Толстой ограничил пределы цитат; он принимает евангелие, но не библию. Евангелие он пересказывает, пытаясь сперва оправдать для себя пересказ как перевод. Его очень обрадовал специалист по греческому языку, репетитор сына Ивакин, который сказал, что слова, которыми начинается евангелие от Иоанна, которые всегда переводят словами «В начале было Слово», — можно перевести «В начале было Разумение». Получается, что этот предполагаемый бог — Слово — важен и нужен потому, что он усилие познания, постижение, попытка понять мир.
Это толкование вызвало спор Толстого с Фетом, который не был согласен с Толстым по вопросу о справедливости совести, но предпочел спорить о точности перевода.
Фет писал Толстому 18 октября 1880 года.
Возражение Фета начинается с того, что слово «логос» переводилось раньше как «слово», пытались его переводить словом «разум», а Толстой предлагает новый перевод — «разумение». «.. Разумение человека, — пишет Фет, — составляющее лишь мгновенное звено в цепи причинности явлений и заведомо коренящееся на недосягаемой тайне жизни, не только невозможная точка опоры для целого мира — в себе самом, но и противоречивая».
Бог Толстого — это попытка уразуметь мир, обосновать разумные и гуманные нормы поведения, противопоставить их безумию обычного.
В том, что утверждал Толстой, нового было не много, но сила разрушения была бесконечно велика. Толстой видел нелогичность мира, лишал слова ложного значения; он не верил тому, что подразумевается под словом, выпрямлял значение слова и: лишал мир ложной логичности.
Толстовская критика в основе не была религиозной, в своих поисках осмысления мира он шел, как от базиса, от старой деревни, он хотел видеть, поля этой деревни более плодородными, избы крепкими, семьи мирными, людей сытыми; его идеал был в прошлом, но, стоя на почве прошлого, он разрушал временное, то, что хотя и существовало, но должно было быть разрушено.
Короленко впоследствии упрекал Толстого в том, что писатель не видит подвига интеллигентов, которые, «… как ослепленный филистимлянами Самсон, сотрясали здание, которое должно было обрушиться и на их головы».
Толстой сам, как библейский Самсон, сотрясал и разрушал то же здание.
Но деревенский, деревянный, соломой крытый храм Толстого, по его мнению, нельзя было разрушить. Он был по всей земле.

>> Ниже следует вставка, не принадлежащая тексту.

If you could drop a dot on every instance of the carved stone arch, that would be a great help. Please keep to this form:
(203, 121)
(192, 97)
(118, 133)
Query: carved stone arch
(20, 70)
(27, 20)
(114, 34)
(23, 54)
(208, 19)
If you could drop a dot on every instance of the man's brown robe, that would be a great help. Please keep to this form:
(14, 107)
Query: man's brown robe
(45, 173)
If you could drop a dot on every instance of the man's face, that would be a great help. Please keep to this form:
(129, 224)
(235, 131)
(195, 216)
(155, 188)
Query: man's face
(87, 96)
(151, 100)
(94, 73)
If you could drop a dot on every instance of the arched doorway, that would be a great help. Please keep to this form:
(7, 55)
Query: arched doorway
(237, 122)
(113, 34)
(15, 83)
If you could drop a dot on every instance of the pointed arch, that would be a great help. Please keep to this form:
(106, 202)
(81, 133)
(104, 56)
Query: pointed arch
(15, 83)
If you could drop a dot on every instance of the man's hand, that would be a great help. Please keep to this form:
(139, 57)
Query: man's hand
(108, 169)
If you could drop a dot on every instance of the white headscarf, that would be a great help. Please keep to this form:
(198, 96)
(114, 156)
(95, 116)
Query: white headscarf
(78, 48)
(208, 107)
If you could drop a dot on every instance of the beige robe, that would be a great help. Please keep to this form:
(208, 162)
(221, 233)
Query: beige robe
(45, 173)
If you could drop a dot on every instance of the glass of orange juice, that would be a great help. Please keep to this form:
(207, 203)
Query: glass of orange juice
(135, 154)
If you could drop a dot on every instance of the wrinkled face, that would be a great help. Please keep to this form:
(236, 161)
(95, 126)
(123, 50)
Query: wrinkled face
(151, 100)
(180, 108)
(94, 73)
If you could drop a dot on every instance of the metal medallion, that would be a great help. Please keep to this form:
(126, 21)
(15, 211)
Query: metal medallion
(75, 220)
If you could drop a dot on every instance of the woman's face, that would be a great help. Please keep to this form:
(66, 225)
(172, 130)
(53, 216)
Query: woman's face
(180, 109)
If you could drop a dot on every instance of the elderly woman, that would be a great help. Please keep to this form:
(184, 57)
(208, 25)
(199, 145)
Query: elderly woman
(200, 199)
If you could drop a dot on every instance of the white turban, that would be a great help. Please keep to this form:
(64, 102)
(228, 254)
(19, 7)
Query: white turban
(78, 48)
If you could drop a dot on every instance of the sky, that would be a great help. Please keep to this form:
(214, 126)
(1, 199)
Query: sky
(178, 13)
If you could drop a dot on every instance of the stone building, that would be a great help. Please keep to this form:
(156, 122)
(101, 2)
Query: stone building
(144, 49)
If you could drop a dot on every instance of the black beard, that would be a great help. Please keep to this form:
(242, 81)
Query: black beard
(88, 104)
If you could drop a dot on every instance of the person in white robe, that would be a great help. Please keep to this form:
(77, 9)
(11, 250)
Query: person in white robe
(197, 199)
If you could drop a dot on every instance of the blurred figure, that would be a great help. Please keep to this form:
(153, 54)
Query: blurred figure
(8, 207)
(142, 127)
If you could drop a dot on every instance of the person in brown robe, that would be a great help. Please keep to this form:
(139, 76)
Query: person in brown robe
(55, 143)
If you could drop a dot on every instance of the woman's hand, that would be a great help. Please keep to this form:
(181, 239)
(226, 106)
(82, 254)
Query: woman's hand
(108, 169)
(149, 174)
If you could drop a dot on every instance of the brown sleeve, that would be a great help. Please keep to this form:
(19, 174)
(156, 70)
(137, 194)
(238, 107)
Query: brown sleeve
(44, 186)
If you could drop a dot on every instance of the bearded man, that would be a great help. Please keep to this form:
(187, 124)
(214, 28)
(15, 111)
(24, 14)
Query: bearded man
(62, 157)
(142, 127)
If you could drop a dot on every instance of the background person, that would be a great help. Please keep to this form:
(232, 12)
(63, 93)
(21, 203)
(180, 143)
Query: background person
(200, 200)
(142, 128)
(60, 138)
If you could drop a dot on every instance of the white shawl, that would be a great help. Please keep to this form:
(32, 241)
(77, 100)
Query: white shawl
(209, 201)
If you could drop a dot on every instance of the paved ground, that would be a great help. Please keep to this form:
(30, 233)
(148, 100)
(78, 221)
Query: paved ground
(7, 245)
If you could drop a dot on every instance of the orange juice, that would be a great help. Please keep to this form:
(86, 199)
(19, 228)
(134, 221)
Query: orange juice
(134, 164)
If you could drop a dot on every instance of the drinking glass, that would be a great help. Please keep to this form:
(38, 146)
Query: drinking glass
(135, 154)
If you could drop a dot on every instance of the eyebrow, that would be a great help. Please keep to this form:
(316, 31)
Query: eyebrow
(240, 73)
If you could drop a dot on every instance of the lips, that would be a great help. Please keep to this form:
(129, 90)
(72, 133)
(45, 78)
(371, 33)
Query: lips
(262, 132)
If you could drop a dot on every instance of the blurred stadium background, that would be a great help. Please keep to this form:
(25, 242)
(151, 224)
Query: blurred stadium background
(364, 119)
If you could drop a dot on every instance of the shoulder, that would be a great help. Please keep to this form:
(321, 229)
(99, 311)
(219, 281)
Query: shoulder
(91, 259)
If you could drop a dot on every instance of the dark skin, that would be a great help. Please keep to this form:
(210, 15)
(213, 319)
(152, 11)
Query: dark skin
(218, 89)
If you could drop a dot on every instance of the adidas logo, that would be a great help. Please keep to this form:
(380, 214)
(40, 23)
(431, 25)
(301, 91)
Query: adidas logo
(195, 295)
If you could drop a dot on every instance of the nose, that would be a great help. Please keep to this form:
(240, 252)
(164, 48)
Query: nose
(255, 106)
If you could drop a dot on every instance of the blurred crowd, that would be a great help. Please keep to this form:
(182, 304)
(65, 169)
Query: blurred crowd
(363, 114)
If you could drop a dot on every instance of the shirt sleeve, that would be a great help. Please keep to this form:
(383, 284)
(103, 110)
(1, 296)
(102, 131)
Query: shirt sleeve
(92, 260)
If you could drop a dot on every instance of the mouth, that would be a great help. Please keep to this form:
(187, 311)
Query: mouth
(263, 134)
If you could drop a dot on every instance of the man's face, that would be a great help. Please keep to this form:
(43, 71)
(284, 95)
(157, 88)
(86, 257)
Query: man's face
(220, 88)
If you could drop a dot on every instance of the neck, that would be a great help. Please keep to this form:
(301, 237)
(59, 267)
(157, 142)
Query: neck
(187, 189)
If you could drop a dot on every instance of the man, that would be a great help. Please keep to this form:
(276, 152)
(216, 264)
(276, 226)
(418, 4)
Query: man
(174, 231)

Он не верил в террор, отрицал его целесообразность, так как это было не крестьянское дело, а дело интеллигентов, но понимал негодование революционеров.
Он победил соблазн страха, но не преодолел соблазн несопротивления. Много раз разбитые крестьянские восстания, восстания людей, которые, объединившись на несколько недель, опять становились покорными, возвращаясь к своим сохам, приводили к мысли, что сопротивление невозможно. Он выбрал себе в спутники людей, потерпевших неудачу в сопротивлении.